Albert van der Merwe

Personal information
- Full name: Albert van der Merwe
- Born: 1 June 1979 (age 47) Bellville, Cape Province, South Africa
- Batting: Right-handed
- Bowling: Right-arm off break

International information
- National side: Ireland;
- ODI debut (cap 36): 9 July 2010 v Netherlands
- Last ODI: 20 September 2011 v Canada

Career statistics
| Competition | ODI | FC | LA |
| Matches | 9 | 7 | 14 |
| Runs scored | 15 | 42 | 31 |
| Batting average | 3.75 | 10.50 | 5.16 |
| 100s/50s | 0/0 | 0/0 | 0/0 |
| Top score | 237* | 20 | 8 |
| Balls bowled | 432 | 837 | 605 |
| Wickets | 11 | 28 | 12 |
| Bowling average | 29.36 | 15.35 | 39.50 |
| 5 wickets in innings | 1 | 3 | 1 |
| 10 wickets in match | 0 | 1 | 0 |
| Best bowling | 5/49 | 6/27 | 5/49 |
| Catches/stumpings | 1/– | 5/– | 3/– |
- Source: CricketArchive, 28 May 2013

= Albert van der Merwe =

South African-born Irish cricketer (born 1979)

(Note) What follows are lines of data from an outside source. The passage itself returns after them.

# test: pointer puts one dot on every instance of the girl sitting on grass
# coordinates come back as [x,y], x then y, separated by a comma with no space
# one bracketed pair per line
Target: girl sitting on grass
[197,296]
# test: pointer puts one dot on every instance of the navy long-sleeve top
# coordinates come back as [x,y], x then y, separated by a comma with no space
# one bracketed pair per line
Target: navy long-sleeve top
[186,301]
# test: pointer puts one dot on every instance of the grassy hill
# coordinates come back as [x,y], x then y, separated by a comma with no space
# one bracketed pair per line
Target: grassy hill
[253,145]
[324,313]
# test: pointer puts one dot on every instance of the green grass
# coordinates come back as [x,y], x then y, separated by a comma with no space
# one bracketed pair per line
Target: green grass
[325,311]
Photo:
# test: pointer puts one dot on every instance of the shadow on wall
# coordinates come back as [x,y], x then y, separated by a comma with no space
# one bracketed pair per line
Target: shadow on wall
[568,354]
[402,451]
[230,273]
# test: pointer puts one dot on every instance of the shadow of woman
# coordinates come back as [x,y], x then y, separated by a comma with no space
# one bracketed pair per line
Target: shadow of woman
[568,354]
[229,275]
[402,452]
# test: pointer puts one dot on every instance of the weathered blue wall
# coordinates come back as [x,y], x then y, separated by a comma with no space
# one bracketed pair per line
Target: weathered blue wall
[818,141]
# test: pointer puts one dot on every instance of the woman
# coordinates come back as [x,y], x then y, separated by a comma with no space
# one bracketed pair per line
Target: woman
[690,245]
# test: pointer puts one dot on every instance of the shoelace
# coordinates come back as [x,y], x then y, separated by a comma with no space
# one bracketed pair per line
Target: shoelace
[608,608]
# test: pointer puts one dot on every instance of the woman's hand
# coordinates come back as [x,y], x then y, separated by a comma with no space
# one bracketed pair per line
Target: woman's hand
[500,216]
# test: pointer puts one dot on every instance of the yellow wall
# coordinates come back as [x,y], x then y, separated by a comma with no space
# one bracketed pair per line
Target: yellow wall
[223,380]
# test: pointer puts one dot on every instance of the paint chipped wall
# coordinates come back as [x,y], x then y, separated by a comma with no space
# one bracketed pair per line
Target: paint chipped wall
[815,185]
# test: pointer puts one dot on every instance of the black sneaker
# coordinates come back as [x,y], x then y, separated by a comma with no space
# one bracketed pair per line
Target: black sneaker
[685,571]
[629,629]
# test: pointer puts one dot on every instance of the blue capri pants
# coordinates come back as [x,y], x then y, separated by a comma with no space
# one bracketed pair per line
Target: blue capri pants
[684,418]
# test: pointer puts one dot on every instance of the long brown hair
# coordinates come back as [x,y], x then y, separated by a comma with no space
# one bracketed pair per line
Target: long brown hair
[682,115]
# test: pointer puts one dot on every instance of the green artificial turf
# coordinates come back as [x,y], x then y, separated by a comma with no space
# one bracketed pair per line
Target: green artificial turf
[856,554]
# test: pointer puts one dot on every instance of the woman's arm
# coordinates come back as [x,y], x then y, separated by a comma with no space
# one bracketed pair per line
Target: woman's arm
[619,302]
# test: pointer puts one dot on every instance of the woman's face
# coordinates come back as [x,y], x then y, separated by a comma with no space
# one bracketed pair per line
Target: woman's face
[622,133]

Albert van der Merwe (born 1 June 1979) is a South African-born Irish cricketer. Van der Merwe is right-handed batsman who bowls right-arm off break and who played international cricket for Ireland. He was born in Bellville, Cape Province. He was educated at Huguenot High School, Wellington, Cape Province. Van der Merwe captained the North West University (Pukke) (formerly known as Potchefstroomse Universiteit) to their maiden SA University title in 2001. He was also part of the 2001 side that won the South African National Club Championships. Van der Merwe has played cricket for Irish club sides Derriaghy, The Hills and YMCA CC. Van der Merwe announced his retirement from international cricket in 2013. He is currently head coach of Leinster Lightning, one of 3 interprovincial teams in the Irish Domestic First Class set up.

Van der Merwe made his List-A debut for Ireland against West Indies A during their tour of Ireland, where he played both matches against the tourists.

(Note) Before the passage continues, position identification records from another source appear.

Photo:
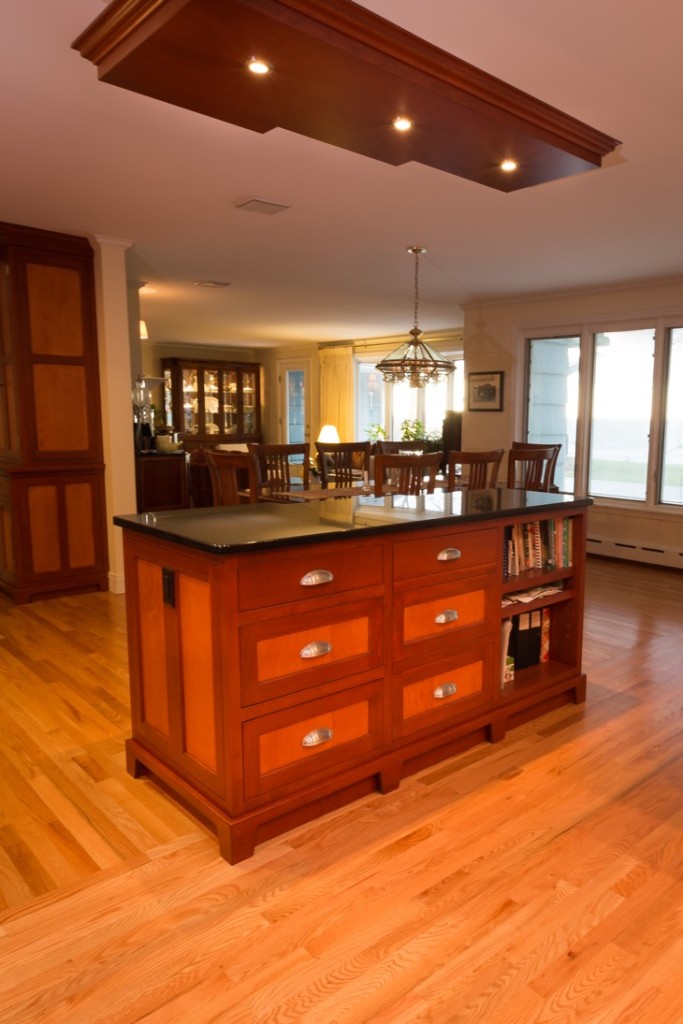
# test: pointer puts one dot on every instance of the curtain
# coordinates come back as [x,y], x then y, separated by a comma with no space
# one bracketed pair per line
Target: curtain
[337,390]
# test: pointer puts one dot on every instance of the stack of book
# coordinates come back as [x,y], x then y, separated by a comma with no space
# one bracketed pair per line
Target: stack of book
[539,545]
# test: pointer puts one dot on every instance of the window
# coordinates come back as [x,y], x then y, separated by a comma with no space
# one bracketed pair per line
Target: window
[672,454]
[553,400]
[630,382]
[621,415]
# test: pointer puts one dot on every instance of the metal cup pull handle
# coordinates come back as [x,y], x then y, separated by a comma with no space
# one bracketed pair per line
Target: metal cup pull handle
[316,648]
[449,555]
[317,736]
[447,615]
[315,578]
[444,690]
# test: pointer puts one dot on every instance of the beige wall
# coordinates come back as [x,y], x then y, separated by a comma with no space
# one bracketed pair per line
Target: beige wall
[495,339]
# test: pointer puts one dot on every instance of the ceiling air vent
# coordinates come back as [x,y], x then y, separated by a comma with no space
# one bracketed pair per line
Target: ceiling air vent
[262,206]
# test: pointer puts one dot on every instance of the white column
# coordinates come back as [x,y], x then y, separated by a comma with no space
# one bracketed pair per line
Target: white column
[116,377]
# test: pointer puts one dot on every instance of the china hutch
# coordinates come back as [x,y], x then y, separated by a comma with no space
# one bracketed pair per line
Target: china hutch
[52,510]
[212,402]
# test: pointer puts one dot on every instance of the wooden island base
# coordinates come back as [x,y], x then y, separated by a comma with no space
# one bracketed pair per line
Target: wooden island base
[238,838]
[273,683]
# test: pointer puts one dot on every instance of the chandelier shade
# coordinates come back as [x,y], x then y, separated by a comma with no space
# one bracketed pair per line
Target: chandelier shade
[415,361]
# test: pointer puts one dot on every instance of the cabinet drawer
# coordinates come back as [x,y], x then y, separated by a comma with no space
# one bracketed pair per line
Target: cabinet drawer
[308,571]
[434,612]
[429,696]
[444,553]
[293,652]
[290,745]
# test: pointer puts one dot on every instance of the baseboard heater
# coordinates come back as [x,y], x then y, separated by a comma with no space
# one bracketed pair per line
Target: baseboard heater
[631,551]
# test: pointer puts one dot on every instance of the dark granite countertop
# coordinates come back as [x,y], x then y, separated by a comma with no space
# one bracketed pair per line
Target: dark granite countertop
[235,528]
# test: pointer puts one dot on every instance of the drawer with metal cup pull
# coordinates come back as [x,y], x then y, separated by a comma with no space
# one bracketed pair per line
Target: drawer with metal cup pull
[288,745]
[433,693]
[459,550]
[307,572]
[292,652]
[441,609]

Van der Merwe was a member of Ireland's 2010 ICC World Cricket League Division One winning squad. During the tournament, he made his One Day International debut against the Netherlands.

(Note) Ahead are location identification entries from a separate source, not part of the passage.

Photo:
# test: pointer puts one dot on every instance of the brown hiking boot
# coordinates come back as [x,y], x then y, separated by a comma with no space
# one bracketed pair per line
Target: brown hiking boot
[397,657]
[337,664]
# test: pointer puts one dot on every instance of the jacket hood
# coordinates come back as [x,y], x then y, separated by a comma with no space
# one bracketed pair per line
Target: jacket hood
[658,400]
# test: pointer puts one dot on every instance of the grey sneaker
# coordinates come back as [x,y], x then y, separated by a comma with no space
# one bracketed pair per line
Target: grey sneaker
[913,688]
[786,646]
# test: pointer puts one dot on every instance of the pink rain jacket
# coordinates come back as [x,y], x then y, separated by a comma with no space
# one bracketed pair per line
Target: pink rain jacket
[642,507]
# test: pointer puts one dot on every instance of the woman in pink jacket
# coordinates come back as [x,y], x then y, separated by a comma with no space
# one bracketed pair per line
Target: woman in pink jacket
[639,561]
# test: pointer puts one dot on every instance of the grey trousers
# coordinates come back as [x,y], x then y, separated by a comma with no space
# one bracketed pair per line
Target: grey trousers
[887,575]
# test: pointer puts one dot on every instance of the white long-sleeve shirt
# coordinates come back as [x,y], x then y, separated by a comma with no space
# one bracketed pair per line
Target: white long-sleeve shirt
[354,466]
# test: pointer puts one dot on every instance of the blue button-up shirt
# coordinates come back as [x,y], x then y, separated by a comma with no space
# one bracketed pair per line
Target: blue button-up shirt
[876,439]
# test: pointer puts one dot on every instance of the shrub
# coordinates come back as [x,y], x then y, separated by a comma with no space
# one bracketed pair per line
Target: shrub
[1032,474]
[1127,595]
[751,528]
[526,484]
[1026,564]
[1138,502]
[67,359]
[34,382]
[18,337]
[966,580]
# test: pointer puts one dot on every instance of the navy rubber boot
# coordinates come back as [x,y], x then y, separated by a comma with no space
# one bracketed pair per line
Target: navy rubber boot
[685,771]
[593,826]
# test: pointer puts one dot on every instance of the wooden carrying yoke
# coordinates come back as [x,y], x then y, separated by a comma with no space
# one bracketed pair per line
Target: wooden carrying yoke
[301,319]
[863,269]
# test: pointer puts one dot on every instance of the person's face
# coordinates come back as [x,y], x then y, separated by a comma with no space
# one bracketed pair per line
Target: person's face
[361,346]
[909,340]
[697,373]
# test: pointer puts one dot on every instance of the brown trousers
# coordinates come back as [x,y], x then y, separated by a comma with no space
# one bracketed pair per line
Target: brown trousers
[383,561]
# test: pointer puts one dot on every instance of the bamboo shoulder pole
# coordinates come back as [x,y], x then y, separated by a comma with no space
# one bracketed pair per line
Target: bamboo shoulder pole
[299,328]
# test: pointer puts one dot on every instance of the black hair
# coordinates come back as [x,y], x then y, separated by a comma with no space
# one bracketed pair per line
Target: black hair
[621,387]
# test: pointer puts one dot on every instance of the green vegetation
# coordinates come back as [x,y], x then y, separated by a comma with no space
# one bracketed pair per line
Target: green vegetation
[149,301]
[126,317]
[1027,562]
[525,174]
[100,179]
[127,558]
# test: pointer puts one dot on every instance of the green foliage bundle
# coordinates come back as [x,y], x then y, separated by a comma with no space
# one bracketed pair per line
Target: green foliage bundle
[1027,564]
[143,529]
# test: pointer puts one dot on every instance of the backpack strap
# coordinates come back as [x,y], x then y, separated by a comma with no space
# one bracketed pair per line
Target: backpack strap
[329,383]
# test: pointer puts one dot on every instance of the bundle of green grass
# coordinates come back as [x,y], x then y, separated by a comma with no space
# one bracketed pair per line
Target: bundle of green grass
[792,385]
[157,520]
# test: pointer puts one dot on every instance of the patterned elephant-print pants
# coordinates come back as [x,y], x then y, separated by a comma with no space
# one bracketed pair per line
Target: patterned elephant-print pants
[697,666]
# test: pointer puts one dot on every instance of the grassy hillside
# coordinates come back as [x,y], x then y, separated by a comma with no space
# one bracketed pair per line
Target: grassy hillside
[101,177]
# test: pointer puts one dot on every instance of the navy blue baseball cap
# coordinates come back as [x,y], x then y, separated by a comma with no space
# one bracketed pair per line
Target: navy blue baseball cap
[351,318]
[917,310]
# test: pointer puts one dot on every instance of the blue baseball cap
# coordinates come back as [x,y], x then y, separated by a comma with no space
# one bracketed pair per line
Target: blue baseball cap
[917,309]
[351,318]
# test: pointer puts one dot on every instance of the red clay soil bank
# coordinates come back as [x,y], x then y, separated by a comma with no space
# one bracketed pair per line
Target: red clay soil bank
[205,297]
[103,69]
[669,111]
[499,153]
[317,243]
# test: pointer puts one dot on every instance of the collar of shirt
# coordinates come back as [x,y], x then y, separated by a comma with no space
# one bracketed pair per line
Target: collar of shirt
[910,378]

Van der Merwe was selected in Ireland's 15-man squad for the 2011 World Cup, but did not play in the tournament. In January 2012 Cricket Ireland increased the number of player contracts to 23 across three categories, and van der Merwe was given a category C contract.

In April 2019, Cricket Ireland appointed him as the Talent Pathway Manager and Coach of the national team.